[Mulgara-general] Jena-Mulgara connector

Fri Jan 11 04:12:15 UTC 2008

On 04/01/2008, at 1:39 AM, Seaborne, Andy wrote:
> It's also "interesting" if you create a blank node by some small  
> integer and see what node in the server graph you have really named.
> id=1 seems to rdf:type.

I wouldn't rely on that if I were you :).  There are various points  
in the database bootstrap process where common uris are preallocated  
permanent ids - purely as an optimisation (believe it or not  
localizing rdf:type floated to the top of a profile for a given class  
of query at one point).  It just happens that rdf:type is the first  
common uri we preallocate - hence it currently gets '1'.  If that  
order should change for some reason, it would result in a different  
small positive integer.

>> I always get around it by doing one of two things:
>> - Perform add/deletes as insert...select and delete...select  
>> commands.
>> - Wrap all my read/writes in a transaction.  That means I'm the only
>>  writer, so I know the ID can't change.  Unfortunately, once we get
>> multiple writers (some time in the future still) then this won't  
>> hold.
>> Also, if I'm using TQL then I have to perform insert...select and
>> delete...select operations still, as this is the only way to refer to
>> the blank nodes.

Probably worth noting here that even with multiple writers this will  
still hold.

>> Of course, if I'm doing insert...select and delete...select then I  
>> need
>> some guaranteed way of identifying the correct node.  IMO this is
>> almost always doable if you have knowledge of the schema you are  
>> using,
>> but there is no general mechanism.  The only case where you can't  
>> get a
>> particular blank node is if it's indistinguishable from another... in
>> which case it doesn't matter when one you get.  :-)
>
> It's the lack of general mechanism that's the issue here.  In  
> trying to write a general connector, as with writing any library  
> code, the hope is that the application assumptions don't have to  
> run all the way from top to bottom.

If the problem reusing a blanknode from a query for an insert, as  
long as you perform the query within the same write-phase you will be  
fine.  Mulgara's understanding of insert/delete is as functions from  
graphs to graphs, ie:  insert :: Triple -> Graph -> Graph.

In other words our current semantic is that the result of an update  
operation on a graph is a new graph, and as such blank-nodes from the  
pre-update graph are not necessarily the same as the blank-nodes on  
the post-update graph.

So a mulgara instance consists of a sequence of 4-uniform hypergraphs  
defined as the graphs produced by a sequence of unification and  
restriction operations starting with an empty graph, and we call the  
resulting ordinal number of a given graph a phase.

This idea of graph immutability (operations don't change the graph,  
but produce a new one) has formed the basis of our thinking regarding  
blank-nodes and their interaction with transactions and queries.  As  
a result your blank nodes remain valid for the duration of a  
transaction, for the moment that means holding the write-lock,  
however over the next few weeks we will be introducing the ability to  
obtain read-only transactions which will help alleviate some of your  
blank-node problems.

> My canonical use case is an RDF (or OWL) editor.  These tend to  
> regard the graph as a syntactic entity, especially when it is  
> between consistent states.  And those RDF collections are always  
> there to keep us on our toes.

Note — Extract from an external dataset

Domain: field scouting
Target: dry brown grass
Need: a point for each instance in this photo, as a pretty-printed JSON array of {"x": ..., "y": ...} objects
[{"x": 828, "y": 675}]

Viewing the graph syntactically is  
> just the same as thinking of being inside the graph, not querying  
> from the outside.
>
> This use case isn't the primary reason for wanting the connector  
> so, by above all, documentation for correct use is needed.

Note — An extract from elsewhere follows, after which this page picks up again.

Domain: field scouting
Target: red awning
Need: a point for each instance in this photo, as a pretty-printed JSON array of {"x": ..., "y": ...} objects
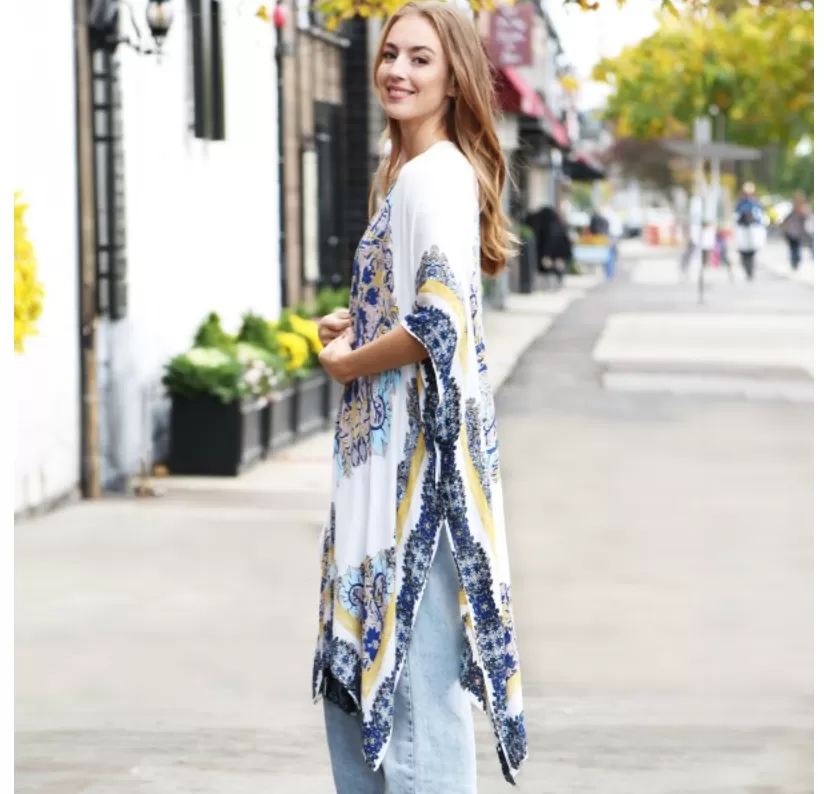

For now if you want to perform update operations you have to hold the  
write-lock.  Shortly you will be able to round-trip blank-nodes while  
browsing the graph within a single read-only transaction.  For this  
to be transparent requires us to eliminate the write-lock, ie.  
providing support for multiple-writers.  This is planned but isn't  
feasible in the short-term.

>>> One issue I encountered: Session.modelExists() for
>>> RemoteSessionWrapperSession throws an exception if the model has  
>>> never
>>> existed but returns false if the model used to exist but has been
>>> dropped.
>>
>> This is a bug.  I thought I'd put the fix into the trunk, but I must
>> have missed it.
>
> I'll check the trunk - I have been using 1.1.1 distribution where  
> possible.

I should be fixed in trunk I know it's fixed in the various devel- 
branches, so it should have been merged across by now.

> Please do not tell Pat Hayes about the skolemization of the blank  
> nodes :-)

He says to a publicly archived mailing list ;)

Andrae

-- 
Andrae Muys
andrae at netymon.com
Senior RDF/SemanticWeb Consultant
Netymon Pty Ltd